People will be unable to be outside in the future due to the serious health problems and increase of deaths stemming from heatstroke, experts have warned as they called for a holistic approach to address climate change.
Local academic and research specialists sounded the alarm over urban warming on Friday, as the infrastructure and human activity emit even more heat within cities.
However, experts point out that the urban environment is not adequately considered in global climate change efforts, particularly in the goal of limiting the global average temperature increase to less than 1.5°C by 2050.
Professor of Environmental Engineering at the University of Cyprus, Marina Neophytou, emphasised the need to include the built environment in local plans to mitigate temperature increases and called for a holistic approach to address climate change.
Cyprus, with its temperatures soaring up to 46°C, faces even greater challenges as buildings in cities contribute to doubling the local temperature increase, according to research at the University of Cyprus.
To address global warming effectively, the state should adopt a holistic approach and prioritise all sectors while involving citizens in the decision-making processes. Neophytou also stressed that environmental and energy issues should not be treated separately, and cooperation with the Turkish Cypriot community is crucial and should be developed further.
Based on current climate models, it is estimated that temperatures will increase mortality by 2.5 times by 2050, with a rise in heat exhaustion cases. In 2022 alone, about 62,000 people died from heat-related issues.

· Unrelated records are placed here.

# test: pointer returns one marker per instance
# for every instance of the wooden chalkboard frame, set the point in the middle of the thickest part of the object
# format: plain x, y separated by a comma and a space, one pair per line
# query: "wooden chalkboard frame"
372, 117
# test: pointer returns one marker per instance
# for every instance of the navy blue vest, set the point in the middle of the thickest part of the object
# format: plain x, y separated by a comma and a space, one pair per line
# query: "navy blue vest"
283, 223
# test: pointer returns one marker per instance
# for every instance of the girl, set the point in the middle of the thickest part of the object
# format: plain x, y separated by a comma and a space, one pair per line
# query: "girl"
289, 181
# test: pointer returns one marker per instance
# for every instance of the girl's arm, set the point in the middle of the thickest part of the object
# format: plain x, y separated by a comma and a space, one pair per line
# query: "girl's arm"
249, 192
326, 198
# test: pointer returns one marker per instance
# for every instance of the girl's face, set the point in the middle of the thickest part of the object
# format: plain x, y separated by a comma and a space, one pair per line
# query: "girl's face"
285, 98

Experts warn that the consequences of global warming will be severe, limiting people’s ability to enjoy outdoor activities and impacting their quality of life. Moreover, it will lead to significant health problems and increased mortality due to heatstroke, the professor said.
Outdoor occupations, like construction, will also face reduced productivity, especially during the hot summer period.
However, there is already mature scientific knowledge available that can be applied by the state to combat global warming and ensure the public’s quality of life. Neophytou urged timely action to prevent energy poverty and avoid EU fines for the use of conventional energy sources.
Meanwhile, an ongoing research project of the University of Cyprus with the participation of Environmental and Electrical Engineers is attempting to estimate the extreme energy needs up to 2050, taking into account climate change and the city’s built environment.
To address the issue effectively, Neophytou proposed the creation of energy communities on the island, following successful models in other European countries. Other interventions include incorporating greenery at street and pavement levels, using cold materials in asphalt and roofs, and adopting a bioclimatic and holistic design for new buildings and the wider urban environment as a means of reducing energy requirements.
For his part, the Professor at the Energy, Environment and Water Resources Research Centre of the Cyprus Institute, Salvatore Carlucci, praised the participation of the Limassol municipality in the European Cities Mission project, which aims to achieve 100 climate-neutral and smart cities by 2030. If successful, he said, this could serve as a model for other Mediterranean coastal cities.
Carlucci emphasised the need for coordination among all actors, both European and national, to provide appropriate financial tools, governance, policy mechanisms, and updated laws and regulations to promote resilience within cities.
However, he acknowledged that unpredictable factors like economic conditions and political instability can complicate this already complex problem.